The Mixed Contribution of Ionic and Electronic Carriers to Conductivity in Chitosan Based Solid Electrolytes Mediated by CuNt Salt

This work shows the contribution of both ionic and electronic conductivities in chitosan (CS) based solid polymer electrolytes incorporated with various amounts of copper nitrate (CuNt). The samples were prepared using solution cast technique. The second semicircles at intermediate frequency in impedance plots were observed. Surface plasmonic resonance (SPR) was illustrated from the UV-Vis spectrophotometry, where broad peaks at 702 nm were obtained as an evidence for nanoparticles formation. The second semicircles in the impedance plots and the distinguished SPR peaks have revealed the contribution of electronic conductivity in CS:CuNt based polymer electrolytes. The same trend of UV-Vis spectra at different temperatures reveals that CS:CuNt polymer electrolyte is thermally stable. The presence of electronic conductivity is the main shortcoming of copper ion conducting solid polymer electrolytes.

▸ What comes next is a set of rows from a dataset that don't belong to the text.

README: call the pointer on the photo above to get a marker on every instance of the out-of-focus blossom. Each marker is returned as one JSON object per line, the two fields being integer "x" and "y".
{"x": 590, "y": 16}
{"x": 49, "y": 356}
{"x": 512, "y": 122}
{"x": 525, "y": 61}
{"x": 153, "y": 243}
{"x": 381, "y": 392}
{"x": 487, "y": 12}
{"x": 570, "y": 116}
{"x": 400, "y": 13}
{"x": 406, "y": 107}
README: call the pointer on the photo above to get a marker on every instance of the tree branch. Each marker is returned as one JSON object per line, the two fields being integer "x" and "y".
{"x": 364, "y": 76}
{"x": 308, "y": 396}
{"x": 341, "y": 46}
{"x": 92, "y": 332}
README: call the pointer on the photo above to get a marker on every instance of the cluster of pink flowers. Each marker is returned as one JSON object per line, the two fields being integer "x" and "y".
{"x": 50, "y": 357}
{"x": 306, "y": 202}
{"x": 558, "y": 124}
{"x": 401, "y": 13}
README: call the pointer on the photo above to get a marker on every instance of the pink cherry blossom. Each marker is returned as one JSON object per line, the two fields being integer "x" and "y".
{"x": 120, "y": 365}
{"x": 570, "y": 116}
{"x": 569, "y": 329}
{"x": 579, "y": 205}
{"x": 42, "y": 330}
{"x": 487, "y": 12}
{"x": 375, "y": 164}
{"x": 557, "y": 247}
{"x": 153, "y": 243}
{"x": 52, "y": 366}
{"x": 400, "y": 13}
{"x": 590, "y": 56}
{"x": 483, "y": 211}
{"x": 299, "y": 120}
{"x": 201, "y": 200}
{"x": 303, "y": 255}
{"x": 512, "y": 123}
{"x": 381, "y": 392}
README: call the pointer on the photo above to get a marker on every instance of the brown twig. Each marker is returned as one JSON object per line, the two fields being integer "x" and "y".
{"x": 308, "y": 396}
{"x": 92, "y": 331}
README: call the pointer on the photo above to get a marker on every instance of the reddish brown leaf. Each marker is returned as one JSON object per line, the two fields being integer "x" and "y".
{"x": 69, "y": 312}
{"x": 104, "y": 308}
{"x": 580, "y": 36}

The role of lattice energy of the copper salts on electrical properties and morphological (SEM) appearance was discussed. The TEM image shows Cu nanopartciles with various sizes. A stable SPR peak and vanishing of second semicircle at high temperatures reveals the stability of copper ion conducting chitosan based polymer electrolytes. The pattern of DC conductivity and dielectric constant as a function of salt concentration are almost found to be similar. Both estimated DC conductivities from AC spectra and those calculated from impedance plots are shown to be comparable. Highest DC conductivity of 3.65 x 10(-5) S/cm has been achieved for the sample incorporated with 21 wt% of CuNt. The high value of dielectric constant at low frequency can be ascribed to electrode polarization. Electric modulus parameters are studied to understand the relaxation process. Two semicircles in Argand plots were separated.